3. Collaboration for combined capabilities
The ability of institutions and researchers to collaborate provides cross-disciplinary expertise and a network of resources that cannot be accessed while working in solo.
This point is much more important in such countries where rarely does a single company or institution have highly developed networks. Such collaboration saw Nigeria emerge as the first country in Africa to report the genome sequencing of SARS-CoV-2 from its first confirmed case of COVID-19.
The sequencing was achieved through collaboration led by the Nigerian Centre for Disease Control (NCDC) with the participation of medical research centres in private and public universities, the Centre for Human Virology and Genomics at the Nation’s Institute of Medical Research (NIMR), and the state’s ministry of Health Bio-Bank facility.

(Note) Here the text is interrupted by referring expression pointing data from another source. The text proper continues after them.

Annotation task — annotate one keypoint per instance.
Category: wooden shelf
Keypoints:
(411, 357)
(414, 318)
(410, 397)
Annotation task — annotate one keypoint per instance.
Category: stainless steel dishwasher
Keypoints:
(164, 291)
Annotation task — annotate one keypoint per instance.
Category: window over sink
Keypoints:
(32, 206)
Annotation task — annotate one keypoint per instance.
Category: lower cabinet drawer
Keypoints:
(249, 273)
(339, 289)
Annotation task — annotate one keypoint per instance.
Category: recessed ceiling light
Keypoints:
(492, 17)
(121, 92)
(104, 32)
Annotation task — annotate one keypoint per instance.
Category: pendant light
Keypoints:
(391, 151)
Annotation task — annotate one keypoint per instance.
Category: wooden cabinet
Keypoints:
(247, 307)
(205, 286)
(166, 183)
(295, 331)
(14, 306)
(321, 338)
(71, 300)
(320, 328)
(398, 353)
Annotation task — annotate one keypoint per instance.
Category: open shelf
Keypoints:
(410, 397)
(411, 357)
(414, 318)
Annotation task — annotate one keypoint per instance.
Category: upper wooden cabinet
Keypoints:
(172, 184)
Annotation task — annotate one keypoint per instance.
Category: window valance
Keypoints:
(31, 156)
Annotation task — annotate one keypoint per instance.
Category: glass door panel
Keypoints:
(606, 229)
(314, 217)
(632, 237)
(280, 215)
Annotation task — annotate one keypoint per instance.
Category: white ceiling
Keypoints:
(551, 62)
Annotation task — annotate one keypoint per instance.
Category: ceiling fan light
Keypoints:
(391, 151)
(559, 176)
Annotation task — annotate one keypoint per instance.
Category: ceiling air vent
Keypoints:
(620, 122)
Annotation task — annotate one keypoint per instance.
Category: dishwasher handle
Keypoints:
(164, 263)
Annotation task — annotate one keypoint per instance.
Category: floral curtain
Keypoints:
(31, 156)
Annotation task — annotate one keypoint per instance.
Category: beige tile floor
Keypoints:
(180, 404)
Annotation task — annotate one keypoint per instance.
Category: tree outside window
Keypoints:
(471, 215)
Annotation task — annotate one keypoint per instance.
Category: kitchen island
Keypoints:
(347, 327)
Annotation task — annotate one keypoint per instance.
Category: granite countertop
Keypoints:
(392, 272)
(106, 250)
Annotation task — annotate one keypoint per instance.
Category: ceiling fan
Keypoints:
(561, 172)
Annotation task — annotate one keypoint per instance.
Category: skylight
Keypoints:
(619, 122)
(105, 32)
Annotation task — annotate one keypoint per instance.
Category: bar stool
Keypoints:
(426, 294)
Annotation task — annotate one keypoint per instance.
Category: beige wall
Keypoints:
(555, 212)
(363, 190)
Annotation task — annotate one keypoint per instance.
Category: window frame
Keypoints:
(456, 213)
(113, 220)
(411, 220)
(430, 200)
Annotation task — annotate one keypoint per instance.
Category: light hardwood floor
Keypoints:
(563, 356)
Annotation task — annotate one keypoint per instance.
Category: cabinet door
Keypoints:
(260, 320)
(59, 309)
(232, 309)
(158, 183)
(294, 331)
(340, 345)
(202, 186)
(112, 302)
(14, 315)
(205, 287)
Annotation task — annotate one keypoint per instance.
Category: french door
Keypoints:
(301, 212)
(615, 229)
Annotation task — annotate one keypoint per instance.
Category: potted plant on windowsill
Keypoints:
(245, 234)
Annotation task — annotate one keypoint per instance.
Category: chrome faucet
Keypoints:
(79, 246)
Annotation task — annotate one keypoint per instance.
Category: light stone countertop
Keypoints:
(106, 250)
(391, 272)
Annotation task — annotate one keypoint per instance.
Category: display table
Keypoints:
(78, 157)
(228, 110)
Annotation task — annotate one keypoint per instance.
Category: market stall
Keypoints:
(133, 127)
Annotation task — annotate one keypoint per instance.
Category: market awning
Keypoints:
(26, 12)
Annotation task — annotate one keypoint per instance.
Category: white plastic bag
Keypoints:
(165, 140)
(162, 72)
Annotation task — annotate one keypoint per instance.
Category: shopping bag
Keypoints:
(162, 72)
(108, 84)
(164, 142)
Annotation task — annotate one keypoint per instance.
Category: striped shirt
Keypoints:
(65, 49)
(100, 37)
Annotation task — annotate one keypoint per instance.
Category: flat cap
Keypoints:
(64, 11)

This has given Nigeria a lead in the development of a potential vaccine candidate currently at a pre-clinical stage. This vaccine development programme itself is an effort of researchers distributed across several Nigerian universities.
4. A Huge potential for academia-industry partnerships
The smaller budgets of African companies on R&D and minimal revenue return from new product development, when compared to their global counterparts, has discouraged the growth of academia-industry partnerships.
The proven rewards of such partnerships extend beyond product innovation to include solving industry problems for process and operational improvements, while also exposing academia to industry-relevant research areas.
Partnerships with the industry also provide academic and research institutions opportunities to validate their innovations in the market and eventually commercialise their intellectual property.
The Pasteur Institute in Dakar’s DiaTropix laboratory partnership with the UK’s Mologic for the co-development of diagnostic test kits, is proof of the huge potential when industry and academia work together at a global scale.
The rise of the academic entrepreneurs also provides another dimension to academia-industry partnerships across the continent. For example, Oladipo Kolawole of Adeleke University leads a vaccine candidate development research team in Nigeria is also the founder of Helix Biogen Consult, based in Ogbomoso, Nigeria.
But Kolawole has expressed difficulty in confirming local funding for research, but has received more interest in collaboration from India and the US.
In a Post-COVID-19 world
The spotlight COVID-19 has put on African innovation is more proof that Africa has the capacity and talent to develop homegrown solutions and contribute to global efforts.
However, taking these innovations beyond the walls of the institutions from which they are being developed requires private and public sector funding with patient capital, industry partnerships for commercialisation opportunities, and bold companies that are ready to incorporate reverse innovation into their product development strategies.